How to mantain special ASCII characters

3d1l

Hi,

I’m using notepad++ to keep notes. I type using C language because it allows me to edit sections of text that I can expand and collapse using { }. I’m using special ASCII codes for arrows, bullets and others, like ALT 16 ►, ALT 17 ◄, ←. After saving the file and re-openig it, Notepad++ replaces the characters with DEL, DC1, ETB, etc.
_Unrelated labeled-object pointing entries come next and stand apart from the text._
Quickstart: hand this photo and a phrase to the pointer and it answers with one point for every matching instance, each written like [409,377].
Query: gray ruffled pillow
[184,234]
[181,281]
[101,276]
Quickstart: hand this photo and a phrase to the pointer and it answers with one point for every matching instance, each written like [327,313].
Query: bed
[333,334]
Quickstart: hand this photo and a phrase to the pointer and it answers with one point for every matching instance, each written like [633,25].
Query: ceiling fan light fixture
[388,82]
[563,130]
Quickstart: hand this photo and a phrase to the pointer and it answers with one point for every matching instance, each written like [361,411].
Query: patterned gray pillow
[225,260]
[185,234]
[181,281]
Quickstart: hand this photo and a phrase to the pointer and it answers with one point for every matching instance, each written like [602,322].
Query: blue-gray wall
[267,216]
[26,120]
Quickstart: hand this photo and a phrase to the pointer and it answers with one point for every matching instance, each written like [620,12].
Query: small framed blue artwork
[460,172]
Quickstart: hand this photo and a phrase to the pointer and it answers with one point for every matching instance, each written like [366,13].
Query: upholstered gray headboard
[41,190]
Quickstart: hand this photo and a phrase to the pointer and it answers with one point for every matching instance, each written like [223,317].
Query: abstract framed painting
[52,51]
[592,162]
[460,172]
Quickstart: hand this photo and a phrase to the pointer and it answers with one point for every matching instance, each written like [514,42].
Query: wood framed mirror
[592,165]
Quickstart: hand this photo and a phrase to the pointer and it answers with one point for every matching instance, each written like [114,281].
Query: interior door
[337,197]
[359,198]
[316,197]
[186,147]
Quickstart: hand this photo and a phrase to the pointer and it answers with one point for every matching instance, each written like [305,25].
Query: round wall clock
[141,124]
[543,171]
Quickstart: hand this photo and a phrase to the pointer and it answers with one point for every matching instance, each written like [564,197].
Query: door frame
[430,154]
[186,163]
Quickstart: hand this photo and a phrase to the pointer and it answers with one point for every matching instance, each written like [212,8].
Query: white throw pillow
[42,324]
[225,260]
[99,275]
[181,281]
The only ones that it keeps are ALT 254 ■ and ALT 251 √. Is there a way to keep the special characters?

guy038

Hi, 3d1l,

I suppose that your Window OEM codepage, for your system, is OEM 437 ( Encoding > Character Sets > Western European > OEM US )

If you open the Character Panel ( Edit > Character Panel ) it easy to verify, for instance, that characters, as the symbols ► and ◄, do NOT exist in the OEM 437 encoding and are simply replaced by the C0 Control characters DLE and DC1( of Unicode value 0016 and 0017 ) !

You should use an Unicode encoding ( Encode as UTF-8, Encode as UTF-8 with BOM, UCS-2 BE BOM or UCS2 LE BOM ), which are the only encodings able to display an huge amount of characters/symbols, providing that your current N++ text font can display them !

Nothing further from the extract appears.